Of course, none of this is responsive to your question about time on a gasser using a roti. I'd stop it and check the temp a lot near the end.


----------



## Nick Prochilo (Dec 20, 2008)

I agree with the estimate of 20 - 28 minutes per pound. Thats assuming a cook temp of about 350*. Give it a little extra time so that it has time to sit before carving it up.


----------



## bigwheel (Dec 20, 2008)

Dang that must be a whopper of a gas grill to be able to rotess a big roast indirect.
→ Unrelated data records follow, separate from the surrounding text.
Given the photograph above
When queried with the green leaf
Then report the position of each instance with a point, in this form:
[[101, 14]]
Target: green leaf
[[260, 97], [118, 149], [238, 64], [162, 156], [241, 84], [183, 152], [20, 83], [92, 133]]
Seems like with the limited amount of rotessing I have done the dripping fat hitting the fire was a big part of the flavor component sorta as with direct cooking.  Whut am I missing here? Thanks. 

bigwheel


----------



## Toby Keil (Dec 20, 2008)

BW, I pull the grill racks off then put a drip pan on the flavorizer bars and let it go. The first time I did this I didn't use a drip pan and had a big old fire going. I'll make sure to take picks as I move forward.


----------



## bigwheel (Dec 20, 2008)

Ok gotcha I think. On my gasser a big Sams pan with water in it will just fit on top of the burners which requires the removal of the grate and cooking on the little half grate which is mounted on the lid and pivots into place up high when you shut the lid. Only time I have used the system is for brisket laid out flat and it works fairly well..cept it dont tend to be able to get much smoke flavor on it. About all I have twirled is barnyard avians. Kept the fire as low as it would go. Seemed like the dripping grease purty well kept itself consumed by the fire as it dripped. Guess one of the fat rib roasts put out much mo flammable products than do birds.  Sure the brisket woulda bursted into flames without the drip pan. Breathlessly awaiting the pics. 

bigwheel


----------



## Toby Keil (Dec 21, 2008)

So here’s the cook and it turned out pretty good IMOP. The rib roast was 14.5 pounds, I kept it very simple and only used salt, pepper and garlic and it cooked at a temp between 325 & 350, for approx 4 hours on my Weber gasser using the rotisserie.


----------



## Captain Morgan (Dec 21, 2008)

all I can say is wow.


----------



## Helen_Paradise (Dec 21, 2008)

What part of TO were you in again!?!?!?

Very nice.


----------



## Griff (Dec 21, 2008)

Very well done. How long did it take?


----------



## bigwheel (Dec 21, 2008)

Looks great. Good job. 

bigwheel


----------



## ScottyDaQ (Dec 21, 2008)

Very nice !


----------



## Nick Prochilo (Dec 21, 2008)

Cooked PERFECT!


----------



## Unity (Dec 21, 2008)

Oh my, that looks good.

--John


----------



## Tannehill Kid (Dec 21, 2008)

If it tasted as good as it looks it was great :!:  :!:  :!:


----------



## nakedpigbbq (Dec 22, 2008)

I gotta try that sometime!  That looks awesome!


----------



## john pen (Dec 22, 2008)

Looks awesome !


----------



## BayouChilehead (Dec 22, 2008)

I think I need to get a rotissorie.....thats makin me drool!!


----------